The problem: nobody has written the IR playbook for it.

This 2-hour hands-on workshop walks security practitioners through the full lifecycle of an AI agent compromise — from the attacker's perspective and from the defender's. We exploit CVE-2026-2256 live on stage against a vulnerable MS-Agent deployment, demonstrating how attacker-controlled content in a single document can pivot through an LLM's tool-calling logic into arbitrary shell command execution as the agent's host process.

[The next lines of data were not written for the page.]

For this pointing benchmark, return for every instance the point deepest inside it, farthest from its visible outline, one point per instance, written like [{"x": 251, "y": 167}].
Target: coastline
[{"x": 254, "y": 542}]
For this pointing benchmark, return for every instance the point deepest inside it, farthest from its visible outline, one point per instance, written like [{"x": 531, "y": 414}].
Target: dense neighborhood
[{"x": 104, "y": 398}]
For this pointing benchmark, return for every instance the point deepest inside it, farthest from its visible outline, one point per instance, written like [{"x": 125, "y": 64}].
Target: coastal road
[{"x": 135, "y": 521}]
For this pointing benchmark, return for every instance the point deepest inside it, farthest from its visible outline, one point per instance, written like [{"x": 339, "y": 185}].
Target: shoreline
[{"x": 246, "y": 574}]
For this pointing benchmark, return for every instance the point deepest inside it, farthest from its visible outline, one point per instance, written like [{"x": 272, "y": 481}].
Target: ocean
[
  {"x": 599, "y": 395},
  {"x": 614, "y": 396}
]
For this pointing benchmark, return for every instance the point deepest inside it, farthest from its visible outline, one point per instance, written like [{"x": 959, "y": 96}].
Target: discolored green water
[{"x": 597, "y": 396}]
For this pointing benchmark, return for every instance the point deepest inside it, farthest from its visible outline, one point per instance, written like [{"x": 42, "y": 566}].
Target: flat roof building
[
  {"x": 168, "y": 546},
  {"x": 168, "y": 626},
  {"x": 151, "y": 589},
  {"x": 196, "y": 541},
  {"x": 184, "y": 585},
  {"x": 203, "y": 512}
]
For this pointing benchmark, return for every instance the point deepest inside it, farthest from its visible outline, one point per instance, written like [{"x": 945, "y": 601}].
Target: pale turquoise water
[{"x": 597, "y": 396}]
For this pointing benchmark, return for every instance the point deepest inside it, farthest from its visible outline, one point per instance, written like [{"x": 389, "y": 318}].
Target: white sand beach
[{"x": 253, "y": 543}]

We then flip the perspective: given log data from a compromised agent, how do you reconstruct what happened? What evidence must be preserved? How do you attribute an action when the "user" is non-deterministic? When can you trust the agent again?

Drawing on BlackPerl DFIR's incident response work, we present a structured playbook covering the six gaps in current AI agent telemetry, an evidence preservation checklist for agentic incidents, and a containment workflow that does not destroy forensic state.

Attendees leave with a working understanding of the agentic attack surface, a hands-on reproduction of two real 2026 CVEs, and a practical IR framework they can adapt for their own AI deployments.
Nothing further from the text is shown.